Ingredients for 2 loaves:
Starter feeding 1:3:3 Ratio
50g Starter (we use Whole Wheat starter)
75g Bread flour
75g Whole Wheat Flour
150g Water (bottled or filtered)
800g Bread flour
200g Whole Wheat Flour
600g Water (bottled or filtered)
200g Starter @ 100% Hydration
400g Canned Pumpkin Puree
1 tsp of Pumpkin Pie Spice
Rice Flour for dusting
Prepare the Starter (morning 10 am)
Feed 50g of starter with 75g bread flour, 75 g whole wheat flour, and 150g water, cover, and leave it on the counter to ferment for 6 hours. It should double in size by then.
Make the Dough (afternoon 4 pm)
Combine 200g of starter with 600g of water at 85-90°F in a large mixing bowl and mix until the starter is dissolved.
Add 400g of canned pumpkin puree and mix.
Then add 800g of bread flour, 200g of whole wheat flour, 20g of salt, and 1 tsp of pumpkin pie spice to the mixture and mix the dough with fingers until all of the ingredients are well incorporated with no dry bits left.
Cover and leave it on the counter for 10 min to autolyse.
Stretch and Fold
For the next 40 min perform stretching and folding technique every 10 min: take one side of the dough, stretch it as far as you can, and fold it on top of the dough. Turn the bowl counter-clockwise and do it 15 more times, stretching and folding each side.
Cover and leave the dough on the counter for 3-4 hours to rise at about 76°F room temperature.
Shape and Proof (evening 8 pm)
Mist the bannetons with water and sprinkle with Rice flour.
Gently take the dough out of the bowl, place it onto an unfloured surface, and divide the dough into 2 equal parts.
Shape the dough into the final round shape using the same stretch and fold technique as above, stretching and folding 4 sides until you see a smooth side of the dough (about 8 times).
Gently turn the dough with your hands round and round to create the surface tension and make it into a tight ball. Do not over-shape.
Flour the top with bread flour and put each piece in the banneton seam side up and dust the top of the dough with rice flour.
Place the bannetons in plastic bags and let the dough rest overnight in the fridge.
Bake (next day)
Test the dough if it's ready to bake by gently pressing it with your finger. If it springs back up slowly - it's ready.
Preheat the oven to maximum temperature (550°F in our case).
Cut 4 pieces of the cooking twine 24 inches long for each loaf. It will create 8 triangles.

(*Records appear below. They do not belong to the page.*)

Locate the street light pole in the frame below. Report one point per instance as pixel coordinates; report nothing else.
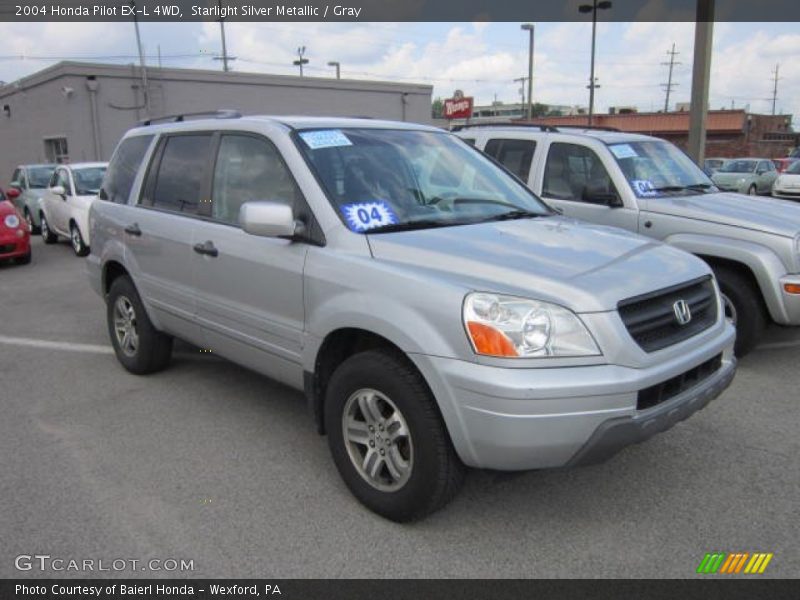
(529, 28)
(334, 63)
(593, 8)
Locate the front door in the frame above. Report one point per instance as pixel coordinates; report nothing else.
(250, 288)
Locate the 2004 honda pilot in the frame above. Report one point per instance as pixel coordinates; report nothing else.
(436, 313)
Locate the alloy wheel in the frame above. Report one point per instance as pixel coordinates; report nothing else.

Pour a little bit of vegetable oil into a bowl and dip the cooking twine in it until it's saturated with oil. Then place it on the bottom of the combo cooker (no need to preheat it).
Carefully flip the dough out of the banneton on top of the twine and tie the pieces to fit the loaf, don't make it tight. Trim if necessary.
Brush off the rice flour and dust the top of the dough with bread flour (to make your scoring design stand out more), then spread it around gently with your hand.
Score the dough with a razor blade about ½ inch deep and put the lid on.
Reduce the temperature to 475°F and bake for 30 min.
Remove the lid, reduce the temperature to 450°F and bake for another 15-20 min uncovered.
Remove the bread from the oven and let it cool completely before cutting.